Today Hellfire Pass keeps the memory of the terrible episode alive. It is a well-kept memorial site managed by the Australian government and the Thai authorities.
Today the pass is easily reached by more than 100 wooden steps from the Hellfire Pass
Museum, a modern hilltop building where the tourist coaches drop off visitors.
The museum, opened by prime minister John Howard in 1998, explains why a narrow gauge railway was needed to assist Japan’s expansion into Burma and ultimately India.
At first the Japanese railway engineers estimated it would take 60,000 labourers five years to construct. However, the Battle of Midway when the Allies inflicted heavy losses on the Japanese Navy made the task more urgent, and the job was done in 15 months.
According to historian Rod Beattie, 254,711 people worked on the railway, of which 99,044 died.
About 13,000 Australian POWs worked on the line and 2802 of them died, while British deaths numbered 6904 and Dutch 2782.
Beattie estimates 42,000 Malay labourers and 40,000 Burmese, known as the romusha, also died on the railway.
He has sought to destroy the myth created by the 1957 movie The Bridge on the River Kwai that the railway was built mainly by POWs — he reckons 70 per cent of workers were Asian, and they had a worse death rate than the POWs.
Almost 7000 POWs were buried at Kanchanaburi war cemetery, which is directly opposite the Thai Railway Museum Beattie created and still works for.
More than 22,000 Australian servicemen were captured by the Japanese when they conquered south east Asia in early 1942. More than a third died in captivity.
Beattie’s museum has a far more comprehensive display than the Hellfire Pass Museum; its displays are far more critical of the Imperial Japanese Army’s brutality and indifference.
Mr Monte, 93, still living in Albury, is a former Albury RSL vice-president.
In 2003, he had the good fortune to be able to revisit Hellfire Pass with family where he attended a pre-dawn service that ended as the first rays of sunshine flooded through the rock cutting.

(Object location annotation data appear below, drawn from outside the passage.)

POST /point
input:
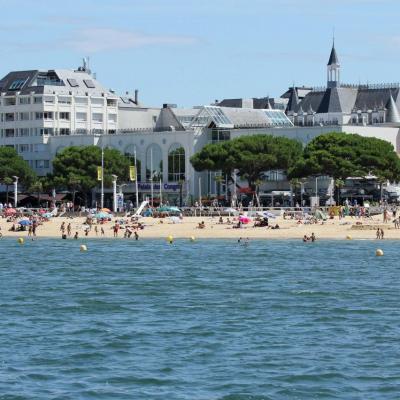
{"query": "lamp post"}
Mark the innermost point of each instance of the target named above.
(15, 190)
(102, 177)
(114, 192)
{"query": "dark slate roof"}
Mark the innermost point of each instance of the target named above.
(167, 121)
(392, 111)
(293, 101)
(375, 98)
(333, 58)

In contrast to marching through the jungle half-naked and starving as a 21-year-old in 1943, he stayed in a motel and ate a hearty breakfast.
“The Thai people were wonderful — I love them,” he said this week.
Mr Monte was part of D Force, a group sent by train through Malaya specifically to build the railway northwards from Kanchanaburi in Thailand.
“At the beginning of the Hellfire Pass cutting on Anzac Day 1943 I had been a POW for approximately 14 months,” Mr Monte says in his memoirs, Bungyabagoose!
“We were only at Hellfire Pass a short time ... for the initial construction of the cutting.”
Mr Monte’s group moved further up the line to the Burma section, the Japanese demanding they finish each section in 10 days or 20 days.
“It didn’t matter how many were sick or how many died,” he writes.
Mr Monte describes how the POWs had beriberi, dysentry, hook worm, tropical ulcers and cholera, plus injuries suffered from beatings with bamboo sticks, pickaxe handles and rifle butts.
His book is remarkable for mentioning the lighter side of things — such as Diggers picking flowers on Mother’s Day and wearing them on their ragged clothes.
They also kept monkeys as pets and Mr Monte himself enjoyed working with elephants dragging logs, creatures he described as “most lovable”.
The railway ultimately proved of little value, especially after the Allies bombed the bridge.
It closed in 1947, though a small section is open today, including the bridge over the River Kwai.
I was able to take a short journey on a passenger train, including the amazing Wang Pho viaduct built on a narrow cliff ledge above the river.
While I was in Thailand, I read that Prime Minister General Prayeth Chan-ocha was in Japan.
He talked of Thailand’s wish to build high-speed rail links between Bangkok and southern Thailand. They would be modelled on Japan’s bullet trains, he assured his hosts.
No one mentioned that once the Imperial Japanese Army had vast experience in Thailand with trains, not to mention bullets.
Memorials such as at Hellfire Pass and Kanchanaburi should ensure no one forgets that.